Jasper Boeddinghaus1,2,3, Raphael Twerenbold1,3, Thomas Nestelberger1,3, Luca Koechlin1,4, Desiree Wussler1,2,3, Mario Meier1,3, Valentina Troester1,3, Tobias Zimmermann1,3, Patrick Badertscher1,3,5, Karin Wildi1,3,6, Maria Rubini Giménez1,3, Pedro Lopez-Ayala1,3, Eliska Potlukova1,2, Òscar Miró3,7, F Javier Martin-Sanchez3,8, Damian Kawecki3,9, Nicolas Geigy10, Dagmar I Keller11, Tobias Reichlin1,3,12, Christian Mueller13,3.   

Abstract

BACKGROUND: We aimed to validate the clinical performance of the high-sensitivity cardiac troponin I [VITROS® Immunodiagnostic Products hs Troponin I (hs-cTnI-VITROS)] assay.
METHODS: We enrolled patients presenting to the emergency department with symptoms suggestive of acute myocardial infarction (AMI). Final diagnoses were centrally adjudicated by 2 independent cardiologists considering all clinical information, including cardiac imaging: first, using serial hs-cTnT-Elecsys (primary analysis) and, second, using hs-cTnI-Architect (secondary analysis) measurements in addition to the clinically used (hs)-cTn. hs-cTnI-VITROS was measured at presentation and at 1 h in a blinded fashion. The primary objective was direct comparison of diagnostic accuracy as quantified by the area under the ROC curve (AUC) of hs-cTnI-VITROS vs hs-cTnT-Elecsys and hs-cTnI-Architect, and in a subgroup also hs-cTnI-Centaur and hs-cTnI-Access. Secondary objectives included the derivation and validation of an hs-cTnI-VITROS-0/1-h algorithm.

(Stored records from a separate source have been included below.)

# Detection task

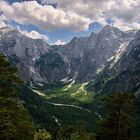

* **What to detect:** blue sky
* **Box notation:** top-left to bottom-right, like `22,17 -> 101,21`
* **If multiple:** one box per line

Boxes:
0,0 -> 140,44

RESULTS: AMI was the adjudicated final diagnosis in 158 of 1231 (13%) patients. At presentation, the AUC for hs-cTnI-VITROS was 0.95 (95% CI, 0.93-0.96); for hs-cTnT-Elecsys, 0.94 (95% CI, 0.92-0.95); and for hs-cTnI-Architect, 0.92 (95% CI, 0.90-0.94). AUCs for hs-cTnI-Centaur and hs-cTnI-Access were 0.95 (95% CI, 0.94-0.97). Applying the derived hs-cTnI-VITROS-0/1-h algorithm (derivation cohort n = 519) to the validation cohort (n = 520), 53% of patients were ruled out [sensitivity, 100% (95% CI, 94.1-100)] and 14% of patients were ruled in [specificity, 95.6% (95% CI, 93.4-97.2)]. Patients ruled out by the 0/1-h algorithm had a survival rate of 99.8% at 30 days. Findings were confirmed in the secondary analyses using the adjudication including serial measurements of hs-cTnI-Architect.
CONCLUSIONS: The hs-cTnI-VITROS assay has at least comparable diagnostic accuracy with the currently best validated hs-cTnT and hs-cTnI assays. CLINICALTRIALSGOV IDENTIFIER: NCT00470587.
© 2019 American Association for Clinical Chemistry.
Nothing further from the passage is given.